Fenomenoloji özetle yaşanmış deneyimi araştıran felsefedir. Husserl direkt insan deneyiminin derinlemesine felsefesini yapmıştır. Bireyin her gün karşı karşıya olduğu fenomenler dünyasında ‘Fenomenolojik yöntem’ öncelikle bir öz araştırmasıdır; fenomenleri, yani görünenleri araştırır ve bu fenomenleri her türlü bireysellik, keyfilikten yalıtmak suretiyle onların özünü ortaya çıkarmaya çalışır (‘soyut Sanat Felsefesi’ Şule Gece s.599).
Fenomenolojik yöntem ele alınan fenomenin görüntüde olan duyusal olan özelliklerini parantez içine alıp parantez içine alınamayan, duygusal olmayan, her türlü tesadüflükten arınan bir iç gerçekliği bulma yöntemidir.
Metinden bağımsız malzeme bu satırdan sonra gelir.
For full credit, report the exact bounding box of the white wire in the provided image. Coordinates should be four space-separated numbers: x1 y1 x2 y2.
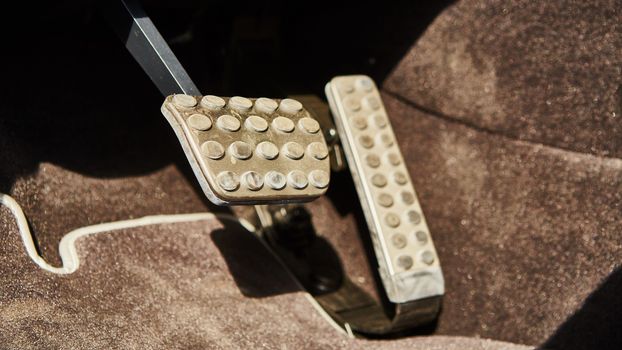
0 193 255 274
0 193 354 338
Fenomenolojideki ‘paranteze alma’ şeklinde ifade edilen şey modern sanattaki temsilin, mimesis’in reddidir aslında.
***
Modern sanat temsili reddettikten sonra soyutlamasıyla objeyi kendi formundan sıyırır ve onu gerçek özü içinde kavramaya çalışır. bu özü kavramak da diğer görüntüde olanların paranteze alınmasıyla gerçekleşir.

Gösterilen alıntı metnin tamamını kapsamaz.